Michael J. Roberts, Sisi Zhang, Eleanor Yuan, James Jones, Matthias Fripp

TL;DR

The paper investigates how to manage electricity demand variability in grids with rising renewable shares and climate-driven changes by quantifying shiftable, temperature-sensitive demand and its potential to flatten load. It employs a top-down regression linking hourly regional demand to hour-of-day, hour-of-year, day-of-week, and weather signals via cooling and heating degree hours across 31 US regions to estimate the share of temperature-sensitive load, then simulates within-day demand reshaping by shifting a fraction $\alpha$ of this load under various transmission scenarios and a $+2^{\circ}$C climate change. Key findings include that with $\alpha=0.5$, regional daily peaks fall by about 10.1%, base load rises by 22.2%, daily SD declines by 76.9%, and 17.9% of region/days become completely flattenable; CDH has a stronger relationship to demand than HDH, and perfect transmission enhances smoothing but is outpaced by load shifting. Climate-change analysis shows that even under a warming scenario, shifting temperature-sensitive demand substantially reduces the expected increases in peaks and variability, underscoring the value of demand-side flexibility for planning investments in transmission and thermal storage.

Abstract

Growth of intermittent renewable energy and climate change make it increasingly difficult to manage electricity demand variability. Centralized storage can help but is costly. An alternative is to shift demand. Cooling and heating demands are substantial and can be economically shifted using thermal storage. To estimate what thermal storage, employed at scale, might do to reshape electricity loads, we pair fine-scale weather data with hourly electricity use to estimate the share of temperature-sensitive demand across 31 regions that span the continental United States. We then show how much variability can be reduced by shifting temperature-sensitive loads, with and without improved transmission between regions. We find that approximately three quarters of within-day, within-region demand variability can be eliminated by shifting just half of temperature-sensitive demand. The variability-reducing benefits of shifting temperature-sensitive demand complement those gained from improved interregional transmission, and greatly mitigate the challenge of serving higher peaks under climate change.

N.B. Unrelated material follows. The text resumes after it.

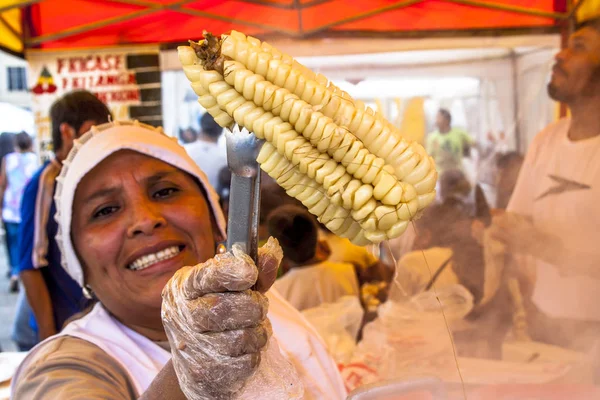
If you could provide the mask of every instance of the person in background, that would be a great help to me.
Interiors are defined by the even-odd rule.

Using Temperature Sensitivity to Estimate Shiftable Electricity Demand: Implications for power system investments and climate change

TL;DR

The paper investigates how to manage electricity demand variability in grids with rising renewable shares and climate-driven changes by quantifying shiftable, temperature-sensitive demand and its potential to flatten load. It employs a top-down regression linking hourly regional demand to hour-of-day, hour-of-year, day-of-week, and weather signals via cooling and heating degree hours across 31 US regions to estimate the share of temperature-sensitive load, then simulates within-day demand reshaping by shifting a fraction of this load under various transmission scenarios and a C climate change. Key findings include that with , regional daily peaks fall by about 10.1%, base load rises by 22.2%, daily SD declines by 76.9%, and 17.9% of region/days become completely flattenable; CDH has a stronger relationship to demand than HDH, and perfect transmission enhances smoothing but is outpaced by load shifting. Climate-change analysis shows that even under a warming scenario, shifting temperature-sensitive demand substantially reduces the expected increases in peaks and variability, underscoring the value of demand-side flexibility for planning investments in transmission and thermal storage.

Abstract

Growth of intermittent renewable energy and climate change make it increasingly difficult to manage electricity demand variability. Centralized storage can help but is costly. An alternative is to shift demand. Cooling and heating demands are substantial and can be economically shifted using thermal storage. To estimate what thermal storage, employed at scale, might do to reshape electricity loads, we pair fine-scale weather data with hourly electricity use to estimate the share of temperature-sensitive demand across 31 regions that span the continental United States. We then show how much variability can be reduced by shifting temperature-sensitive loads, with and without improved transmission between regions. We find that approximately three quarters of within-day, within-region demand variability can be eliminated by shifting just half of temperature-sensitive demand. The variability-reducing benefits of shifting temperature-sensitive demand complement those gained from improved interregional transmission, and greatly mitigate the challenge of serving higher peaks under climate change.

Paper Structure

This paper contains 6 sections, 6 equations, 13 figures, 4 tables.

Figures (13)

  • Figure 1: Demand, Flexible Load, Hard Load, and Flattened Demand. The graph shows electricity demand for one region in the Eastern Interconnect on December 8, 2016, together with the estimated flexible load (shaded yellow) and remaining hard demand (assumed unshiftable). Flattened demand is constructed by reshaping all (in blue) or half (in green) the flexible load in each hour.
  • Figure 2: Proportional reduction in overall load variability for different shares of temperature-sensitive load being flexible. Each line in the graphs show the reduction in the (A) daily or (B) overall (3-year) standard deviation (SD) of demand for a region when raw demand is optimally flattened using $\alpha$ share of temperature-sensitive load within each day. Each line is colored according to the interconnect in which the corresponding region lies. The thicker black line represents the demand-weighted regional average of daily (A) or overall (B) reduction in SD
  • Figure 3: ERCOT Demand in relation to CDH and HDH. The graph shows the ratio of electricity demand to mean demand in relation to average CDH and HDH in the hour, each aggregated over all grids in the region. The graph also shows the (overlaid) frequency distributions of CDH and HDH. Texas has more CDH than HDH, plus a stronger association with CDH than HDH. Graphs for the other regions, 15 in each interconnect, are provided in Supplementary Information (Figure S4 and S5).
  • Figure 4: The influence of demand flexibility, transmission, and climate change on daily and overall base and peak load. The aqua colored bars show average values of daily peak and base load divided by the same-day mean (lighter shade) or overall (3-year) mean (darker shade). The red bars indicate the same average values with +2$^\circ$C change in temperature, normalized by the actual historical load. Whiskers mark the 1st and 99th percentiles of daily peak and base demand. Demand flexibility increases from left to right, where $\alpha=0$ is raw demand (left column), $\alpha=0.5$ is demand optimally flattened using half the temperature-sensitive load, and $\alpha=1$ is demand optimally flattened using all of the temperature-sensitive load. Transmission increases from top to bottom, where the first row assumes no connectivity between regions, the second row assumes perfect transmission within interconnects (East, West, ERCOT), and the last row assumes perfect transmission across the contiguous United States.
  • Figure S1: ERCOT demand in relation to temperature for each season, related to STAR Methods. The average demand index value according to temperature and season is displayed above a frequency count of temperature. Demand index values are obtained by scaling demand according to regional average demand. The dotted blue line shows 18$^{\circ}$C, the benchmark for determining a cooling or heating degree hour. Compiled hourly data are from 2016 through 2018.